ISLAMABAD • Pakistan's top diplomat said yesterday that he will visit India this month on an "ice-breaking" tour as violence simmers in the disputed Kashmir territory.
"I can briefly confirm that I will be going to India on Aug 23 for talks," Foreign Affairs Adviser Sartaj Aziz told a joint press conference with visiting Iranian Foreign Minister Javad Zarif in Islamabad.
There has been a rise in cross-border shelling along the de facto border separating the two halves of Kashmir in recent weeks.
A grenade exploded outside a mosque on the Indian side of Kashmir yesterday, injuring 10 worshippers after morning prayers, in the first such incident in 14 years, local police said. The attack came ahead of India's Independence Day celebrations tomorrow.
India has already stepped up security in the wake of a deadly militant attack in its northern Punjab state last month that left 10 dead.
After months of stalemate and recriminations, Indian Prime Minister Narendra Modi and his Pakistani counterpart Nawaz Sharif spoke for around an hour while visiting Russia last month, recognising their "collective responsibility to ensure peace and promote development". Mr Modi also accepted an invitation from Mr Sharif to visit Pakistan next year, raising hopes of an improvement in difficult relations.
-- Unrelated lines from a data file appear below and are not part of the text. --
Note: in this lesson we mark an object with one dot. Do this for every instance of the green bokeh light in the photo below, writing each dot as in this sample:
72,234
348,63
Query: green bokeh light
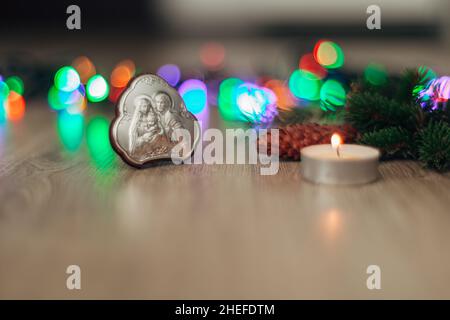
375,74
67,79
4,91
227,99
305,85
15,84
97,88
97,135
70,130
332,95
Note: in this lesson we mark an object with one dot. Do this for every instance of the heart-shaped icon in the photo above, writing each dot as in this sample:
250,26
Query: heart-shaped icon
151,121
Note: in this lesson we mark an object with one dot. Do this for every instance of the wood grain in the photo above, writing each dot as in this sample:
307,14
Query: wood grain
206,232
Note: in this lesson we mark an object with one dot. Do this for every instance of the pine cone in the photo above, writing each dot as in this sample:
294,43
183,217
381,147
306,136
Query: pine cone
294,137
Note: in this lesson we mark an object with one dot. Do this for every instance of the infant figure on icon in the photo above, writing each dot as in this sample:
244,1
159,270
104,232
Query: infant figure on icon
146,134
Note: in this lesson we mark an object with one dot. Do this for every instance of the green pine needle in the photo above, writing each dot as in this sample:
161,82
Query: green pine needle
393,142
368,111
434,146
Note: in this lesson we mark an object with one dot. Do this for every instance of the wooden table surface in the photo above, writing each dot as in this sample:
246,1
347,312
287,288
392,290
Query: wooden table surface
210,231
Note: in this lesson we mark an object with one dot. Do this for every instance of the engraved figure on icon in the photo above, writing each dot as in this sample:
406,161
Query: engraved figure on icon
168,118
146,133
Mr Aziz said his visit is "not a breakthrough in terms of composite dialogue and all the issues, but at least it is an ice-breaking on some issues... and (hopefully) it will lead to further more comprehensive dialogue on the other issues between the two countries".
India and Pakistan have fought three wars since the partition of the subcontinent in the wake of independence from Britain in 1947, two of them over Kashmir.
Since 1989, several rebel groups have waged campaigns against the hundreds of thousands of Indian troops deployed in Kashmir, hoping to achieve independence or the territory's merger with Pakistan.
Iran's Mr Zarif, meanwhile, expressed hope for the revival of a stalled gas pipeline project connecting Iran to energy-starved Pakistan, following last month's signing of a historic nuclear deal between Teheran and world powers.
"The impediment to greater and more enhanced cooperation between Iran and Pakistan would have been removed, through the removal of sanctions, and that is why the work on the Iran-Pakistan pipeline could go ahead more expeditiously," he said, following talks with Mr Aziz and Mr Sharif.